"Come out! Come out!" she cried, beckoning so frantically that she nearly lost her balance.
Polly was annoyed. She was in the midst of an enchanting tale, and she so wished to finish reading it. Truly, she was not glad to see Gwen Harcourt.
She never treated anyone rudely, however, so she closed her book and went out to greet her early visitor.
"I guess you'd think I wanted to come up here if you knew HOW I came," said Gwen.
"How did you come?" Polly asked, not because she cared but in order to say SOMETHING. She could not say that she was glad to see her.
"Through the window and over our hedge," said Gwen. "Mama said that as I'd been horrid at the breakfast table I must stay in all the forenoon. I didn't think that was fair, because I wasn't VERY horrid. I put my foot on the table so I could tie my shoe ribbons. Papa said, 'Gwendolen!' and I took it down quick. Then I took some peanut shells from my pocket and sailed them in my cup of chocolate. They looked like little boats. My piece of melon had the stem on it and I said it was a music box. I wound the stem round and round, and sung 'Yankee Doodle.' Mama made the waitress take me away from the table and I just howled all the way! I don't think I need have stayed in for such little things as that! I DIDN'T stay in. I jumped out of the window, it's near the ground, and then, because it was the shortest way, I scrambled right over the hedge. Horrid old thing! It had thorns on it, and it scratched my knee."
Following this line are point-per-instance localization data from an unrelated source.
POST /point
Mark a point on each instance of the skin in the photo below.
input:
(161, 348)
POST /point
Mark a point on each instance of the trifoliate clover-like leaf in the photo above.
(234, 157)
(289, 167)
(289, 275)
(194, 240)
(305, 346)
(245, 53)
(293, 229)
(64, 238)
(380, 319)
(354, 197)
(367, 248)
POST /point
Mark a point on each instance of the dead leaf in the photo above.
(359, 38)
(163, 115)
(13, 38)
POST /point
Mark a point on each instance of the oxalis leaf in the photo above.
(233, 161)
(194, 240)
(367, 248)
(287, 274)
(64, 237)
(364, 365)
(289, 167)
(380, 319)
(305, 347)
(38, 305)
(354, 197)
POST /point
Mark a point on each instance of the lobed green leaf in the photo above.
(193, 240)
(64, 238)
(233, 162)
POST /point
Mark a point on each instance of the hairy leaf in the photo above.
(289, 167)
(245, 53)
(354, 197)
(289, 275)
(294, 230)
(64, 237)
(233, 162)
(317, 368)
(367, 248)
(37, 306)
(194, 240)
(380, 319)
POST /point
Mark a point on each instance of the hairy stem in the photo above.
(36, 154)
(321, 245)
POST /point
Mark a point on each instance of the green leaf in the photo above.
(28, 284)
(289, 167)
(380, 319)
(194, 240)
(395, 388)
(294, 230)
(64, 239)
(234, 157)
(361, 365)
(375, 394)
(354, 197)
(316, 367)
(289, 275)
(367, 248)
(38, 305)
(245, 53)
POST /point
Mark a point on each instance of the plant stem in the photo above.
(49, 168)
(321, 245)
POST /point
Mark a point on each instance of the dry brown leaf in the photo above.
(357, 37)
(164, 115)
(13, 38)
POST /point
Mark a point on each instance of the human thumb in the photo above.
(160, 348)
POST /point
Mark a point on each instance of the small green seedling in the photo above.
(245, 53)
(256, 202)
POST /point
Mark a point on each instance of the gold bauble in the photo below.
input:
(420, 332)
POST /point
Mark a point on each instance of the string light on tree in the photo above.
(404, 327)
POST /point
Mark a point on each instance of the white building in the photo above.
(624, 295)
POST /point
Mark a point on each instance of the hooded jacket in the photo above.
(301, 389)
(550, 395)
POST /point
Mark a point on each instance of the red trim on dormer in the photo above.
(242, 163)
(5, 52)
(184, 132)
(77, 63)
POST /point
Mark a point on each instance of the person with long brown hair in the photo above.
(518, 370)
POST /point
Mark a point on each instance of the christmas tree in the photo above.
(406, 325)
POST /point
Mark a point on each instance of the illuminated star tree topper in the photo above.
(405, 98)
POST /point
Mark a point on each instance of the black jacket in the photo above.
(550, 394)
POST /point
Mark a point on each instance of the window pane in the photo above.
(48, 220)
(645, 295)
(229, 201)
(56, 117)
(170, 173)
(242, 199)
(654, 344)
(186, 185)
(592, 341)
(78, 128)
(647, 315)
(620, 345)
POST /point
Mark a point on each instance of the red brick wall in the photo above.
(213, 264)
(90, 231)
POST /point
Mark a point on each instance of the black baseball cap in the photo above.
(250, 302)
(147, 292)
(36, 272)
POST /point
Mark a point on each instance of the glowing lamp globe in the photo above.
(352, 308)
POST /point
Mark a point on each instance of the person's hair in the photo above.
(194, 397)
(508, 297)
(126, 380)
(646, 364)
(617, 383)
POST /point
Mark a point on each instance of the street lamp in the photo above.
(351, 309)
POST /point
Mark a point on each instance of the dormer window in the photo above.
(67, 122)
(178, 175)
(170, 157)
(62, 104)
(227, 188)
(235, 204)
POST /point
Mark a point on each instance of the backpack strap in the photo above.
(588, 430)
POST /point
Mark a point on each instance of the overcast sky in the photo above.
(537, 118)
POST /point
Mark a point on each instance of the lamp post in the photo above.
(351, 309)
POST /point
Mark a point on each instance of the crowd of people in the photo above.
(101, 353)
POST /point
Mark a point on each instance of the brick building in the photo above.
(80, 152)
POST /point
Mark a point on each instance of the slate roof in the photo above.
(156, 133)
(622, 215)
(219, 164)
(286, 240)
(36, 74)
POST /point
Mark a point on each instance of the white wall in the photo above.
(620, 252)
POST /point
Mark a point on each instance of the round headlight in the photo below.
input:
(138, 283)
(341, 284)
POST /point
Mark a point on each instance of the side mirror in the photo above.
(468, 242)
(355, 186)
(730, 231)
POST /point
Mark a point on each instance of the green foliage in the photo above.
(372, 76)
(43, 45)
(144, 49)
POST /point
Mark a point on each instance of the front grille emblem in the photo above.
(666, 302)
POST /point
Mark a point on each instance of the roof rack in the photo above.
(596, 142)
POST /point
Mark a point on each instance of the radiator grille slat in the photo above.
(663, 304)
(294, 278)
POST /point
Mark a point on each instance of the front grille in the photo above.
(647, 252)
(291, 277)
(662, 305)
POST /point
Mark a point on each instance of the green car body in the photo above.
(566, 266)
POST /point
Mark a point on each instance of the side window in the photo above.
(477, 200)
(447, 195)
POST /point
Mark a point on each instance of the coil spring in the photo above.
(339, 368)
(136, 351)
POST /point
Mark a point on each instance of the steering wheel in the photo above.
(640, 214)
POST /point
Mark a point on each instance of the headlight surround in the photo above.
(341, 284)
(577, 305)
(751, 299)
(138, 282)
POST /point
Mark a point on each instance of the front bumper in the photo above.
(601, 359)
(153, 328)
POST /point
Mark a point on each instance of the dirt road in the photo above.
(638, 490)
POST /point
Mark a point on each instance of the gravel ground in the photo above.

Polly thought her a handsome little savage.
Gwen thought that she had made an impression upon Polly.
"There was just one reason why I acted so. Mama had guests, and she had just been telling them what a good child I was, and I thought it would be a joke to do some queer things at the table.
"I thought because she had company she wouldn't send me away, but she did," she concluded.